Symbolism in Rublev’s Icon

In Rublev’s icon painting he depicts the three heavenly visitors sitting at a table with a cup placed before them on the table.  Most scholars understand the figures to be seated left to right in their doxological order of Father, Son, and Spirit.

Others had painted this Biblical story, but Rublev was the first to paint only the three angelic figures and to make them of equal size.  Rublev depicts the three as One Lord.  Each holds a rod in his left hand, symbolizing their equality.  Each wears a cloak of blue, the color of divinity.  And the face of each is exactly the same, depicting their oneness.

The Father is like the figure on the left.  His divinely blue tunic is cloaked in a color that is light and almost transparent because he is the hidden Creator.  With his right he blesses the Son – he is pleased with the sacrifice he will make.  His head is the only one that is lifted high and yet his gaze is turned to the other two figures.

The Son is portrayed in the middle figure.  He wears both the blue of divinity and reddish purple of royal priesthood.  He is the King who descends to serve as priest to the people he created and to become part of them.  With his hand he blesses the cup he is to drink, accepting his readiness to sacrifice himself for humanity.  His head is bowed in submission to the Father on the left.

The Spirit is indicated in the figure on the right.  Over his divinely blue tunic he wears a cloak of green, symbolizing life and regeneration.  His hand is resting on the table next to the cup, suggesting that he will be with the Son as he carries out his mission.  His head is inclined toward the Father and the Son.  His gaze is toward the open space at the table.

Did you notice the beautiful circular movement in the icon of Father, Son, and Spirit?  The Son and the Spirit incline their heads toward the Father and he directs his gaze back at them.  The Father blesses the Son, the Son accepts the cup of sacrifice, the Spirit comforts the Son in his mission, and the Father shows he is pleased with the Son.  Love is initiated by the Father, embodied by the Son, and accomplished through the Spirit.

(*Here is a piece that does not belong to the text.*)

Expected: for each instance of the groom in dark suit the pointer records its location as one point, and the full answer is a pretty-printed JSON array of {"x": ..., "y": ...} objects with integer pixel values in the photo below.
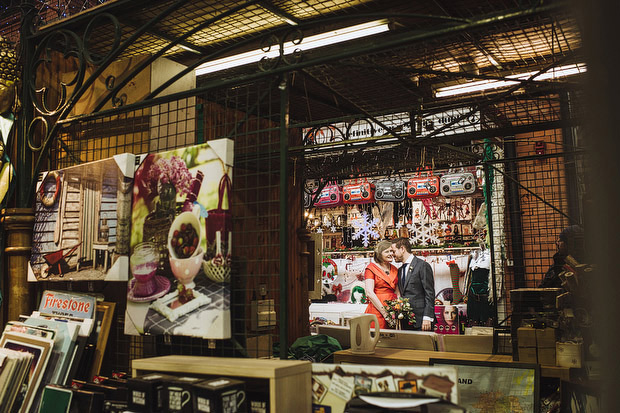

Henri Nouwen’s Meditation on Rublev’s Icon

What a joy it is for us to be drawn into this circle of divine love portrayed in Rublev’s icon!  In the words of Henri Nouwen:

The more we look at this holy image with the eyes of faith, the more we come to realize that it is painted not as a lovely decoration for a convent church, nor as a helpful explanation of a difficult doctrine, but as a holy place to enter and stay within.

As we place ourselves in front of the icon in prayer, we come to experience a gentle invitation to participate in the intimate conversation that is taking place among the three divine angels and to join them around the table.  The movement from the Father toward the Son and the movement of both Son and Spirit toward the Father become a movement in which the one who prays is lifted up and held secure…

We come to see with our inner eyes that all engagements in this world can bear fruit only when they take place within this divine circle… the house of perfect love (Behold the Beauty of the Lord: Praying with Icons, p. 20-22).

Praying to the Lord before Rublev’s icon painting can help us to join Abraham in hosting the Lord in our hearts.  As we do we discover that the Father, Son, and Spirit were already inviting us to join in their circle of love! “We love because He first loved us”  (1 John 4:19).

When we participate in “The Hospitality of Abraham” to the Lord we discover that really we are responding to “The Hospitality of the Trinity.”